A Children’s Press Club was launched by the Don Bosco Navjeevan Society here on Tuesday, with an aim to lend a voice to the young residents of the city. The endeavour is a part of UNICEF’s Child Friendly Cities Initiative, which operates with a goal to secure child rights across the world. In India, this initiative is being taken up in four cities, Chandigarh being one of the pilot projects.
Started to create a sustainable and right-based civil society, the club will work to make the city more child-friendly and sensitive to the interests of children, working for right to education, participation, health, safety, play and leisure, said one of the organisers.
The press club will also provide a platform to the young minds, where the issues are heard and written about so that people from the civil society and administration come along and try to solve the issues.

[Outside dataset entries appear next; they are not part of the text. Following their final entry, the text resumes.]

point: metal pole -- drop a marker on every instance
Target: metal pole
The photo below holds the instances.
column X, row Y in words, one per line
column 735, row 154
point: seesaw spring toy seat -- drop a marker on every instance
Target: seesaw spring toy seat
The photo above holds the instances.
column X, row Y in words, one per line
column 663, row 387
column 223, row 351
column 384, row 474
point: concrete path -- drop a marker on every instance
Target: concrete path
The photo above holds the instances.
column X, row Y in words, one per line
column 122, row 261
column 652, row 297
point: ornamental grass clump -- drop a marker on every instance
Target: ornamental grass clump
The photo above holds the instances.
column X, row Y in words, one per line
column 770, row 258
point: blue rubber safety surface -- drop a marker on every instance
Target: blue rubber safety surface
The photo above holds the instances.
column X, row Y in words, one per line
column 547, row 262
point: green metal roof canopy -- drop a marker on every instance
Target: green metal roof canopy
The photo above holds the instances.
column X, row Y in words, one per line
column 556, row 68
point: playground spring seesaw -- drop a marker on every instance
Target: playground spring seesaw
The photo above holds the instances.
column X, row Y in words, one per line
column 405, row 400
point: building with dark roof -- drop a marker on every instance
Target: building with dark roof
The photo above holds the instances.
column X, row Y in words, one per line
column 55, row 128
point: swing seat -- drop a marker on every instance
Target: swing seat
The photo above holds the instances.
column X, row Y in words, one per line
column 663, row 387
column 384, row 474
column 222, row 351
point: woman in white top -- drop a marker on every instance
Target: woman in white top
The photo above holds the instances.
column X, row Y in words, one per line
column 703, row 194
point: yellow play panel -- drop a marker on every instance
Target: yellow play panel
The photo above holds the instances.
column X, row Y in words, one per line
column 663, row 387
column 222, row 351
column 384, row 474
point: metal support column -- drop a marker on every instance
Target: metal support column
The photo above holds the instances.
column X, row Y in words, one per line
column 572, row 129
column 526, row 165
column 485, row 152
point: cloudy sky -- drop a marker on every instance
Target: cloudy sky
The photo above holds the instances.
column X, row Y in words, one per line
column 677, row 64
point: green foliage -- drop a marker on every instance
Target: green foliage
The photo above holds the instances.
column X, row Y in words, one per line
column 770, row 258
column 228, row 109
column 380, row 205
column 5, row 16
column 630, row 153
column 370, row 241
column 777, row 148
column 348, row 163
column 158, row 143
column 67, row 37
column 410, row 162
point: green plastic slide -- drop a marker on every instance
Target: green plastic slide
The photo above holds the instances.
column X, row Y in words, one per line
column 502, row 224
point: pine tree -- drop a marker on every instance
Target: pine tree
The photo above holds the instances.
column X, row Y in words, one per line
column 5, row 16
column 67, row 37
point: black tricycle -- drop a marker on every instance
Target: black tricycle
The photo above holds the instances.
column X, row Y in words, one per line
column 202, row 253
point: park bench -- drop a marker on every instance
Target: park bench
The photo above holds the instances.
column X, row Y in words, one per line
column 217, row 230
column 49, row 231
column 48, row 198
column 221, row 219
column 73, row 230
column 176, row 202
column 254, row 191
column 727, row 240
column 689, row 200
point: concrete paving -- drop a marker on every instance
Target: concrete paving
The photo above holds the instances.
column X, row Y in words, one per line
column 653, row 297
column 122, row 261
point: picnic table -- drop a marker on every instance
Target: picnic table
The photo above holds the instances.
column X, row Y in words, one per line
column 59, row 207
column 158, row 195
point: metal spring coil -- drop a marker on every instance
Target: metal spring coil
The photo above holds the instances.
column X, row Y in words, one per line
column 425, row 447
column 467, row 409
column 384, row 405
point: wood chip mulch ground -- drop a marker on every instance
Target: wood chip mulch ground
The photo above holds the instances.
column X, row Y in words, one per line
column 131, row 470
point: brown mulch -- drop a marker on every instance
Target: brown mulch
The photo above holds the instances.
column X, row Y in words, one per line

“The attitude that children are naive, as adults say bache hain kya hai, kya karna hai chhodo, we don’t want that anymore,” says one of the members of the Parliament of the children’s club. The initiative has come up at a time when children across the world are raising their voice against the pressing issues in the society. Many children are also taking inspiration from Greta Thunberg, who has been campaigning to initiate concrete action to combat climate change.
“Somehow nobody is talking about children’s issues and no one is paying attention to them. This can be possible only when children can express their concerns, which will come happen when they participate in such initiatives,” says a father at the Don Bosco Navjeevan Society. The children gathered on the occassion expressed their agreement.
“There is nothing better than a child helping onother child,” says Riya, president of Children’s Council at Carmel Convent School.
A member of the Children’s Parliament at Government Model Senior Secondary School, Kajal says, “We are working on creating awareness on this issue, on a regular basis, with campaigns such as Beti Bachao Beti Padhao and Green Diwali, among others. Some people mock us but a few also join us in our initiatives.”
Summing up the sentiments of the young brigade, another member of the Children’s Parliament, Arti says, “We want that the fear that rests within us, that nobody will hear us out- that fear should end.”